Città del Vaticano , 13 November, 2015 / 1:00 PM
“Sono convinto che Guardini sia un pensatore che ha molto da dire agli uomini del nostro tempo, e non solo ai cristiani”. Lo ha ribadito stamane Papa Francesco, ricevendo in udienza i partecipanti alla Conferenza promossa dalla “Fondazione Romano Guardini” di Berlino.
Riprendendo un passaggio de “Il mondo religioso di Dostoevskij”, il Papa ricorda l’importanza del sacramento della Riconciliazione: “nella confessione” si viene trasformati e si “riceve di nuovo speranza”.
Citando Guardini, Francesco afferma: “accettando con semplicità l’esistenza dalla mano di Dio, la volontà personale si trasforma in volontà divina e così, senza che la creatura cessi di esser unicamente creatura e Dio veramente Dio, si attua la loro unità vivente. Per Guardini, tale unità vivente con Dio consiste nella relazione concreta delle persone con il mondo e con gli altri intorno a sé. Il singolo si sente intessuto in un popolo, cioè in una unione originaria degli uomini che per specie, paese, ed evoluzione storica nella vita e nei destini sono un tutto unico”.
Per Guardini il popolo “significa il compendio di ciò che nell’uomo è genuino, profondo, sostanziale.
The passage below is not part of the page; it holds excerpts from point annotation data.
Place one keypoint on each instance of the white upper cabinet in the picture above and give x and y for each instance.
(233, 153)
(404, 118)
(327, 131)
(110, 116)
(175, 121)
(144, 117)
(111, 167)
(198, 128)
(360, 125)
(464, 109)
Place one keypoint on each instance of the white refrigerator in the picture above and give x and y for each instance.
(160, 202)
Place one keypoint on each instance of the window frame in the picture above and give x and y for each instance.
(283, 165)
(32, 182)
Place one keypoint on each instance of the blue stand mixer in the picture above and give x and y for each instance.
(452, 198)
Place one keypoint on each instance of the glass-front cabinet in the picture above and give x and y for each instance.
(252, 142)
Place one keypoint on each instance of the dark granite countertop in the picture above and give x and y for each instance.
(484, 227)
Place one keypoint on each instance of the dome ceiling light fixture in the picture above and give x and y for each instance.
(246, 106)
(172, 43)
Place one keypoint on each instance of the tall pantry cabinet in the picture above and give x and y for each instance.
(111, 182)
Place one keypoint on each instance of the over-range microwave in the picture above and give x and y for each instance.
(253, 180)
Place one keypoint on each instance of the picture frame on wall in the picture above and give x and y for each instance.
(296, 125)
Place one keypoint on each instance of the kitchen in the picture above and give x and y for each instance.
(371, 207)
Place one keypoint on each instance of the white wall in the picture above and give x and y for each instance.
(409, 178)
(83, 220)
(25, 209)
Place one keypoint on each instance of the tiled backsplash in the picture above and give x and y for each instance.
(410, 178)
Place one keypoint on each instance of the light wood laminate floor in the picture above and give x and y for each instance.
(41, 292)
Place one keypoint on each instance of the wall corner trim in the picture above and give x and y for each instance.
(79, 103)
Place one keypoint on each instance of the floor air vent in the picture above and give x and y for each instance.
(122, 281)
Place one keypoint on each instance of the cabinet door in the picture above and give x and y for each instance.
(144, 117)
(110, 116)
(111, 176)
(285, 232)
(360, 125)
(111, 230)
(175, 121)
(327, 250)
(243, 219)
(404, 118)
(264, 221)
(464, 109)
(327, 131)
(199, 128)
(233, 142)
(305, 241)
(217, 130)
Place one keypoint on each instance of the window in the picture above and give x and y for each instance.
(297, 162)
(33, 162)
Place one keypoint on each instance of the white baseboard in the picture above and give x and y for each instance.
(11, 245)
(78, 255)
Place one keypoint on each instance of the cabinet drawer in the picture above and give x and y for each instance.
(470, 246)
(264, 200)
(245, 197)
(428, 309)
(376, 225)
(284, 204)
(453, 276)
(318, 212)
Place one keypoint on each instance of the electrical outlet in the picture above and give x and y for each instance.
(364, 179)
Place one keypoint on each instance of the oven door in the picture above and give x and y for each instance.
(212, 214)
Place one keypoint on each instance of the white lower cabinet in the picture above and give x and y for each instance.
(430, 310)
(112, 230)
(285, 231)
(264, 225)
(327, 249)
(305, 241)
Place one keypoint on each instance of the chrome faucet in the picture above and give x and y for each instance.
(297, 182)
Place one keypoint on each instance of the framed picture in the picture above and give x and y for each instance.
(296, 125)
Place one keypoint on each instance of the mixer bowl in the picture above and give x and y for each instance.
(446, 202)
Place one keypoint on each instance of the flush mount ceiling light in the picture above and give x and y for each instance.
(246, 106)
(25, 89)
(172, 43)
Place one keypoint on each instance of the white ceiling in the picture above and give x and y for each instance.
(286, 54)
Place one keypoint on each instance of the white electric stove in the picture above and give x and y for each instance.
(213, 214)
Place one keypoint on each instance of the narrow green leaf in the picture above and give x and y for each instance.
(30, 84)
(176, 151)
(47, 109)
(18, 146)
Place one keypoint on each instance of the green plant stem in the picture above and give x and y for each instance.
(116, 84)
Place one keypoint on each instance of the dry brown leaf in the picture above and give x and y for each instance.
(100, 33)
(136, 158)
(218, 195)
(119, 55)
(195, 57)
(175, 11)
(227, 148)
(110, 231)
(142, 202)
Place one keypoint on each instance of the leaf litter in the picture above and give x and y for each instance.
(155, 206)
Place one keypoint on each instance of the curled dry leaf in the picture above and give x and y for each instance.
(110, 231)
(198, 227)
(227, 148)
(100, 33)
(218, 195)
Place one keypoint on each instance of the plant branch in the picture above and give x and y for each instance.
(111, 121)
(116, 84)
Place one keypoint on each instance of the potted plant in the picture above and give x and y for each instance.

Possiamo riconoscere nel popolo, come in uno specchio, il campo di forze dell’azione divina. Il popolo sente questa dappertutto operante e ne intuisce il mistero, l’inquietante presenza”.
Una concezione che, suggerisce il Papa, può essere attualizzata nel nostro tempo. In questo modo “potremmo forse riconoscere che Dio, nella Sua sapienza, ha inviato a noi, nell’Europa ricca, l’affamato perché gli diamo da mangiare, l’assetato perché gli diamo da bere, il forestiero perché lo accogliamo, e l’ignudo perché lo vestiamo. La storia poi lo dimostrerà: se siamo un popolo, certamente lo accoglieremo come un nostro fratello; se siamo solamente un gruppo di individui, saremo tentati di salvare innanzitutto la nostra pelle, ma non avremo continuità”.